My version of red rice is plain rice with a spoonful of chili garlic sauce mixed in!

Thanks for the tips! I love fried rice and that Red Rice looks delicious!

Cheers,

Rosa

Chili garlic sauce fried rice sounds mighty good, Chuck.

Thank you for such an extensive work. I have been in and out of Vietnam the last 12 years and it has the best food in Asia. I love the noodles, dessert, coffee and the seafood! I hope to try some of the recipes.

Andrea, is the Red Lantern book worth the dollars to buy? I may want to change my stance and buy it after all, if something like 50% discount comes up in bookstores like Whitcoulls or Borders.

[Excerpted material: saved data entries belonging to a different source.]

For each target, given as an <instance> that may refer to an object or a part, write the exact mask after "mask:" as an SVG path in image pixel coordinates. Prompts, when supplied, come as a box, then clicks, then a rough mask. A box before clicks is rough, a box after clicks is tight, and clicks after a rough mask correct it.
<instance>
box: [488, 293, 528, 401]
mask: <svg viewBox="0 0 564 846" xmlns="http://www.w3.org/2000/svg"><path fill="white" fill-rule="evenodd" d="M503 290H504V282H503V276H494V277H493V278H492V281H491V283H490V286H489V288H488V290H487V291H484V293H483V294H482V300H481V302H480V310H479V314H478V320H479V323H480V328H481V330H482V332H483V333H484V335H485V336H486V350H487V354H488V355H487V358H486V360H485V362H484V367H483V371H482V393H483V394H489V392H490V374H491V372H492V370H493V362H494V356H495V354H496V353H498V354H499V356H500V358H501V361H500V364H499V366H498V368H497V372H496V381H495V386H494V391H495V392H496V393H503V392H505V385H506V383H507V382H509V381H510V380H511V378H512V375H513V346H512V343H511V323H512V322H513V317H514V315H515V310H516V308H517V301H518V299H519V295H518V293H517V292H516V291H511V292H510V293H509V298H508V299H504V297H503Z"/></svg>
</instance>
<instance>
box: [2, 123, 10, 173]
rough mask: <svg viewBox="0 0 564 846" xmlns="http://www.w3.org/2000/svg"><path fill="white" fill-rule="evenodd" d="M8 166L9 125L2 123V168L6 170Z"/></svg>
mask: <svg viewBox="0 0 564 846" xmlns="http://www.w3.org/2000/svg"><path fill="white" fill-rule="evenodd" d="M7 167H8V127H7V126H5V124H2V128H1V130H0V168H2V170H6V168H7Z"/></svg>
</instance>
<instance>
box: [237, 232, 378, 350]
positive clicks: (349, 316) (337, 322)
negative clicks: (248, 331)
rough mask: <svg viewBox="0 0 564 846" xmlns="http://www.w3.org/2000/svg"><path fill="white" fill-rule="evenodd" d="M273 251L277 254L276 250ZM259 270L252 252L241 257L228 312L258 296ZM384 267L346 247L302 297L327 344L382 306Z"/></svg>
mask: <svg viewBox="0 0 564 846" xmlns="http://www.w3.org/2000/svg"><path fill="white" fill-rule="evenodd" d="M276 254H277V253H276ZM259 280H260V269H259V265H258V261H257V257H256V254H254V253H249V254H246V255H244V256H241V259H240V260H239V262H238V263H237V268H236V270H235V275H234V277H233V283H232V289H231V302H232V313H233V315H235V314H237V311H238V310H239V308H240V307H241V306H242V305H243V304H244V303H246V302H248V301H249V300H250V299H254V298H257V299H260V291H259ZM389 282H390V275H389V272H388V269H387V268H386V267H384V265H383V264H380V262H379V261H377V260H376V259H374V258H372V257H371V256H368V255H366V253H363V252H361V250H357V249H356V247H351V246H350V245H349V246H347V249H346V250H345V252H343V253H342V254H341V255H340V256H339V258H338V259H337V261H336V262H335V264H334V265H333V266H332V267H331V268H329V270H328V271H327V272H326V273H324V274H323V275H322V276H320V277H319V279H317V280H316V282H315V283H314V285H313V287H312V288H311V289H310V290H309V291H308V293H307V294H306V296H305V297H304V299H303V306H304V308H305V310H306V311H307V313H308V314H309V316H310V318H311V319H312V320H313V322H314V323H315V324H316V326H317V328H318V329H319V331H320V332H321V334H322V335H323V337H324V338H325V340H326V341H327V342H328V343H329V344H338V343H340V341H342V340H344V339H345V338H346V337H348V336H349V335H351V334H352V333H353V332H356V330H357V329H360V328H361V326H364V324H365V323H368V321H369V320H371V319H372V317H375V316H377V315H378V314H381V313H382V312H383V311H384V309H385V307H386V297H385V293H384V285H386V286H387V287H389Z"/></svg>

It looks like it has more "dinner dishes" rather than one-bowl/dish quick dishes (noodle soup/rice set) than many other Vietnamese cookbooks.

I have also seen the recipe for "red rice" (com rang) in Michelle Lo's book that you bought a while back, which she uses to accompany diced beef fillet. On pg 115 the recipe is simply saute tomato paste in a wok and add in rice, stir-fry and season. To be honest, it doesn't compare with the recipe above.

I am not a chef but this is the way that I have learned to make it from a restauranteur. Stir-fry the washed, drained, uncooked long-grain rice in the half mixture of butter and olive oil with minced shallots and garlic until the rice is opaque, then add boiling mixture water and tomato paste and Maggi seasoning sauce to taste. Be careful when you add the boiling saucy mixture to the rice, it will splatter and boil over if not cautiously and slowly added. Cover with lid and turn heat down to simmer until rice is cooked, then fluff with a pair of chopsticks and finally add a pat of butter to finish it off before serving. Yummy!
You can freeze and eat the rice at a later time. Usually we never get to this stage at our home.

Just love the sound of this rice and wondered when I tried to make fried rice, why it was not so successful. Will be getting my rice ready tomorrow and now know about drying it out, that should help. Thanks
Beryl

i tried this out a few months back, and since then its become a staple in my home. i just wanted to say thanks for the recipe. i also add a handful of chopped cilantro which is folded in at the end. this gives it a cleaner bite which i love with steaks.

My friend's children love the com ga roti (Vietnamese roasted chicken) at this restaurant (Pho 999 in Reseda, CA) that serves it on red rice. Their rice is quite good, but the chicken was very dry with very little meat - so I sought to recreate their dish by finding the recipes for both red rice and chicken. I have pasted the link to the ga roti recipe.

I just finished making com do with your recipe and I am guessing theirs is much sweeter because they add sugar. It took awhile to coat all of the rice with the tomato paste, as the rice was in chunks from being dried out in the fridge overnight. I didn't want to make 4 cups (in case I messed up) so I halved the rice to 2 and did 1 cup of water - came out great. I can't wait to make it for my friend's kids - they like red rice so much they pick the individual rice grains off their plate by hand! Chuc mung nam moi and thank you for the recipe!

Thanks Andrea, it turns out quite well. Another technique I've learned from someone is to stir-fried some shallots, garlic, tomato paste and some tablespoons of water (or broth) on the side first to get it to a ketchup-y consistency. After stir-frying the rice I would spoon in this texture, which is easier to bland into the rice than tomato paste itself which requires some dispersing that can make the rice mushy.